Nothing new on the guy front. There is this guy who wants to see me. I'm apprehensive. I don't know what to do, I've been putting him off for weeks now. I had no intention of seeing this guy but I can't wait around for the other guy anymore ... the only person stopping us from being an "us" is him ... so why am I waiting around? Time to move on ... it hurts, and I don't really want to. I can't keep holding on to nothing.

Wednesday, June 9, 2010

Curve Ball



Life likes to throw curve balls at you. So anyone who knows me or cares about me knows what happened last month and why I'm moving. I found a place. It's unique lol. I think I chose this place because I knew it would be interesting and have character. It's in a great location. I know nothing about downtown and I'm kinda scared about it. I mean seriously with all that I've been through and all that I've seen I'm afraid to live downtown. I think what it is, is that this is the first time I've done something completely 100% on my own. It's freaking me out. It will be a new experience and I think it's just what I need.

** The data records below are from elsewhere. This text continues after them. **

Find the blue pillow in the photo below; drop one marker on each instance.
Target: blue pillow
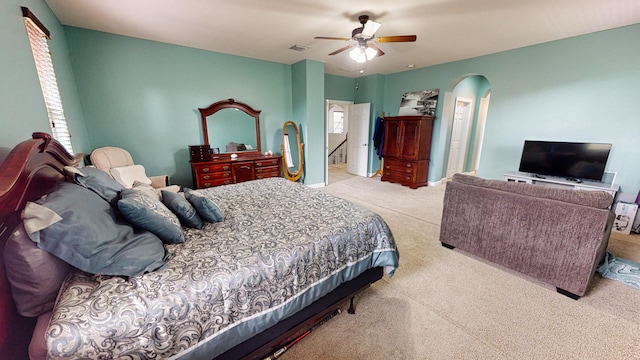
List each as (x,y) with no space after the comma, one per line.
(99,182)
(148,213)
(182,208)
(76,225)
(206,208)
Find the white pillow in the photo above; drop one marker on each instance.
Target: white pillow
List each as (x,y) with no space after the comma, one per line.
(127,175)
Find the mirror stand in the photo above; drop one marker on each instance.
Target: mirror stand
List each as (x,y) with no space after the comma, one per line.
(292,159)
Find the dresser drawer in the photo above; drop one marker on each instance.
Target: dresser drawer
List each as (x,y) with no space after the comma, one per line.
(267,162)
(268,170)
(406,167)
(210,168)
(214,182)
(399,176)
(214,176)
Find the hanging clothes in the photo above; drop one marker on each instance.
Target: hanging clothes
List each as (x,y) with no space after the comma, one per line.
(378,137)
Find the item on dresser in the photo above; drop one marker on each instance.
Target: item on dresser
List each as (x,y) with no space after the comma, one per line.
(200,153)
(224,170)
(407,149)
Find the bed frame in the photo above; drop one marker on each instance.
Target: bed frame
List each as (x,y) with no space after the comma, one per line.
(26,174)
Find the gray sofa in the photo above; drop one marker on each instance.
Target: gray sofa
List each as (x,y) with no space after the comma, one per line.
(557,236)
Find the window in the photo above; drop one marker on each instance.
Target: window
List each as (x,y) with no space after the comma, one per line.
(38,38)
(338,122)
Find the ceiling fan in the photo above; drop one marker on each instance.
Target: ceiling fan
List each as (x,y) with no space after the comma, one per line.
(363,50)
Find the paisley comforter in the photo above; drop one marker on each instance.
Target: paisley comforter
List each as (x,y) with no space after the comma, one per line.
(281,246)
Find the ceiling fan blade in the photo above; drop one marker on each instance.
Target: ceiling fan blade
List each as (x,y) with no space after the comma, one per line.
(397,38)
(331,38)
(343,49)
(380,52)
(370,28)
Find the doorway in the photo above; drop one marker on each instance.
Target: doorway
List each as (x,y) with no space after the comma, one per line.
(347,138)
(459,136)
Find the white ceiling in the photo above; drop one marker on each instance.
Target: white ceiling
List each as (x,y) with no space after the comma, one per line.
(447,30)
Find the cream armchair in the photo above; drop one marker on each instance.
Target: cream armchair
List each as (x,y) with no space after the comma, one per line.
(118,163)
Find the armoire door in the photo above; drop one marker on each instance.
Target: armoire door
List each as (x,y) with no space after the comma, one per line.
(393,139)
(410,139)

I am realizing a lot of things the last couple of weeks. I'm changing a lot, I've changed a lot. In a lot of ways life has made me harder in the last year. It has also made me appreciate the good things in life and the good people that have entered my life. It's also making me realize what kind of person I want to have in my life and how I want to be treated by people. What is and is not acceptable.

I booked my tickets back home. I'm looking forward to it. Seeing my friends. It's prob going to end up being a poor financial choice on my part. However I need to get away from here for a little while. The guy I like came back from Vegas and everything went exactly as I expected it to, he's ridiculous. I never listen to people. This is my problem. I'm fucking stubborn and my heart and head say two different things ... the head is finally starting to win. The heart can only take so much. Whatever. It's time ... it's been almost a year since I started talking to him. Of course I still want him but he says he's busy and what that says to me is your not important enough for me to make time for. I can't be dumb anymore. I look like a fool.